OKAY SO, y'all know my grandma died around a year ago. My grandma was a hoarder (affectionate). During her life, she collected glass perfume bottles. Now she's gone, and the family is left with thousands of perfume bottles. Thousands. I am not kidding. A lot of (wat de fuck is "nabestaanden" in het Engels?) nabestaanden have gotten some as a memory of her. I have four on my windowsill. We've sold some, cause throwing them away feels kind of wrong. As in, yeah, gran dead, let's kick out her life's work! So we sold some, because we'd rather make other collectors who can appreciate it happy. But, as my family has noticed after a year, daar is geen beginnen aan. Basically, throwing them away is really the easiest, but again, that feels bad. We have no use for them, but it really was her life's work, some of her most prized possessions.
(I have a fic-related point. Bear with me.)
Today I got the news that apparently a castle wants the perfume bottles. I do not know the details, so I don't know if my family is selling or donating, or if the castle wants all of them, or only a couple of hundred, but basically a castle wants them for a museum. They will display her name and present it in an exhibition and I may or may not have almost cried. The idea of having a woman's life work portrayed like that. She is dead, gone, deceased, and yet her work lives on. It is so insignificant on a large scale, yet still significant in its own way.
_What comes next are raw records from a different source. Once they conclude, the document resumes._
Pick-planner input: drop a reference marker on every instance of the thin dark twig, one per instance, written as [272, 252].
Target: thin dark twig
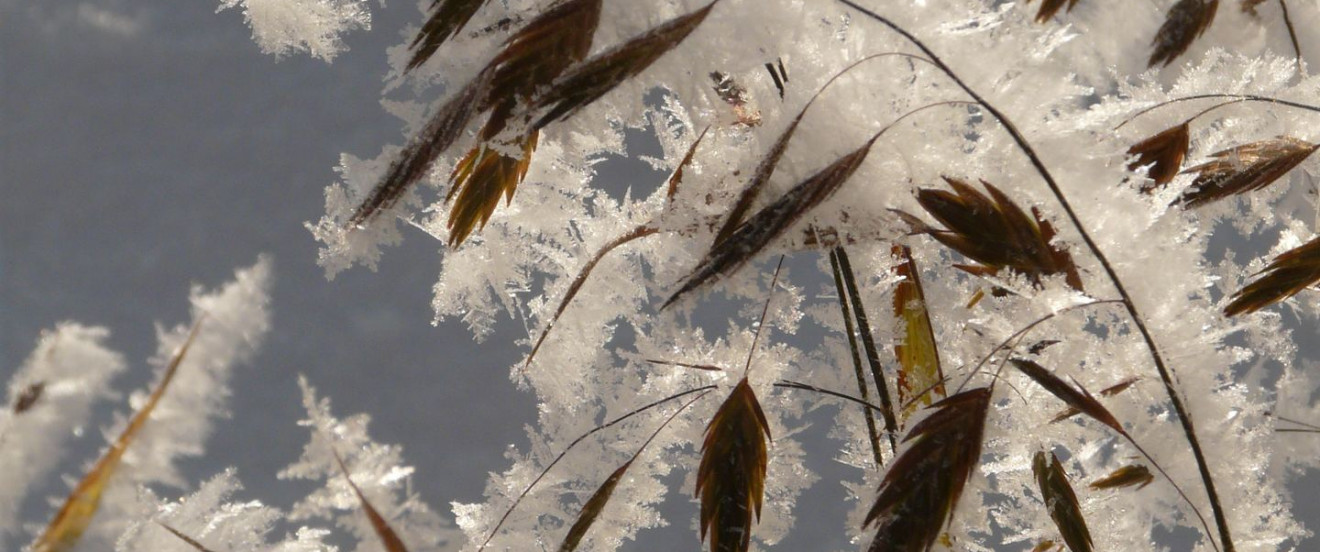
[857, 362]
[1292, 33]
[557, 458]
[873, 355]
[1166, 375]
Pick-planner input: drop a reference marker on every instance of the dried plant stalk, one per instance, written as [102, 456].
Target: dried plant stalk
[918, 354]
[1125, 477]
[1287, 275]
[1184, 23]
[994, 231]
[67, 526]
[1163, 153]
[1061, 501]
[1245, 168]
[922, 487]
[731, 477]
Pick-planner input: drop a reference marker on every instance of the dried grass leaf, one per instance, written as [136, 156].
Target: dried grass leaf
[1287, 275]
[416, 157]
[67, 526]
[1125, 477]
[918, 354]
[1245, 168]
[994, 231]
[1184, 23]
[1061, 502]
[1163, 153]
[771, 222]
[595, 77]
[731, 477]
[388, 538]
[923, 485]
[1076, 398]
[446, 19]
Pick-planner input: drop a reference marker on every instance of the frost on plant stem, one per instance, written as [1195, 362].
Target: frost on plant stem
[284, 27]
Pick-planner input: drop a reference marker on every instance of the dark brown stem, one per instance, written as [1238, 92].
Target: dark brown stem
[857, 362]
[1166, 375]
[873, 355]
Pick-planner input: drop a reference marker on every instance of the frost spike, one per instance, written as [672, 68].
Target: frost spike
[1287, 275]
[771, 222]
[1244, 168]
[1061, 502]
[595, 77]
[731, 477]
[923, 485]
[64, 531]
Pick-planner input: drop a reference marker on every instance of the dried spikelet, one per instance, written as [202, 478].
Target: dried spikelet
[28, 398]
[1076, 398]
[1184, 23]
[771, 222]
[731, 477]
[387, 535]
[922, 487]
[1061, 501]
[1287, 275]
[446, 19]
[478, 182]
[1108, 391]
[1048, 8]
[421, 151]
[995, 233]
[595, 77]
[1125, 477]
[186, 539]
[1245, 168]
[67, 526]
[1163, 153]
[918, 354]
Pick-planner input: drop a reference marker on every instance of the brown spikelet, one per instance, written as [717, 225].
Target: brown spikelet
[479, 180]
[1108, 391]
[421, 151]
[1184, 23]
[388, 538]
[186, 539]
[1163, 153]
[595, 77]
[1076, 398]
[1061, 502]
[771, 222]
[28, 398]
[1048, 8]
[446, 19]
[67, 526]
[1287, 275]
[923, 485]
[1244, 168]
[640, 231]
[918, 354]
[1125, 477]
[995, 233]
[731, 477]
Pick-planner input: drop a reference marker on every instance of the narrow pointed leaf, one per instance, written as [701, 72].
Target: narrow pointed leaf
[595, 77]
[918, 354]
[731, 477]
[1245, 168]
[67, 526]
[1061, 502]
[771, 222]
[1079, 399]
[923, 485]
[1287, 275]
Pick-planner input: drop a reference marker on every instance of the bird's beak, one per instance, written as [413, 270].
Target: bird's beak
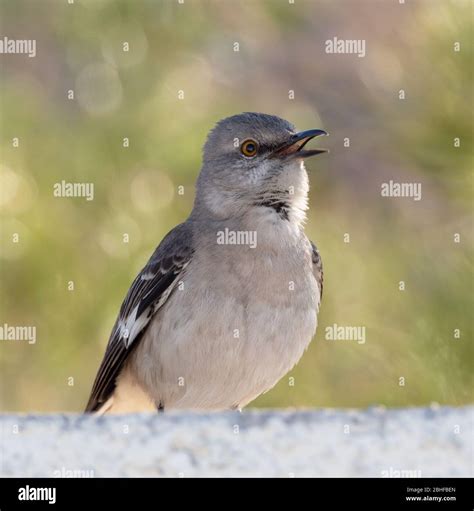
[295, 146]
Ever since my uncle died in 2020 and my grandma died in 2022 I have been thinking about legacy and what not, and how we have all these things, but how in a couple of years times, personal belongings of deceased people will be of value because they teach something about ordinary life. For example, I also inherited a book from my grandma. It was written in, I think, the 1860s and it is a dissertation on the first constitution of the Netherlands and I don't give a shit about law, but the fact that this man's dissertation ended up in my grandma's house and that I was able to find him online (geboorteakte, overlijdingsakte, you know) is spectacular. And that I was moved. That I was sad to see he died relatively young. And you may have heard that there's a exhibition on class photo's somewhere. I saw it on het Jeugdjournaal. You know, that kind of stuff? That really moves me. That I can go to an exhibition that displays stranger's belongings and that I can be moved by the thought that they were there, and that they mattered, and the fact that it's happening to my grandma... oh BOy.
And because I am me, and because I still use Klaine fanfiction as the way to express myself (I mean, I didn't write River fic for nothing), I came up with a fic idea of Kurt anno 2023 going to a fashion exhibition and there he finds a massive, massive bow tie collection from the (recently?) deceased B.D. Anderson and he is so moved in the way that I am moved that he is compelled to find out more about this B.D. Anderson. As in, the fic will express what I feel now, and how legacy is being held up, or how useless things can become meaningful as time passes. Basically how Kurt learns about Blaine's life. It starts by thinking: "Damn, who is this B.D. Anderson who collected a shit ton of bowties during his long life?" and how he becomes invested in this story, the same way I can get invested in learning about ordinary people who have died, in the same way someone might get invested in my grandma's life.
But, uh, yeah, Blaine is dead, totally fucking dead-dead, in this idea and if he weren't, then he'd still be way too fucking old for Kurt. Maybe this is going nowhere. Maybe I will find a way. Who knows. But that's what was on my mind.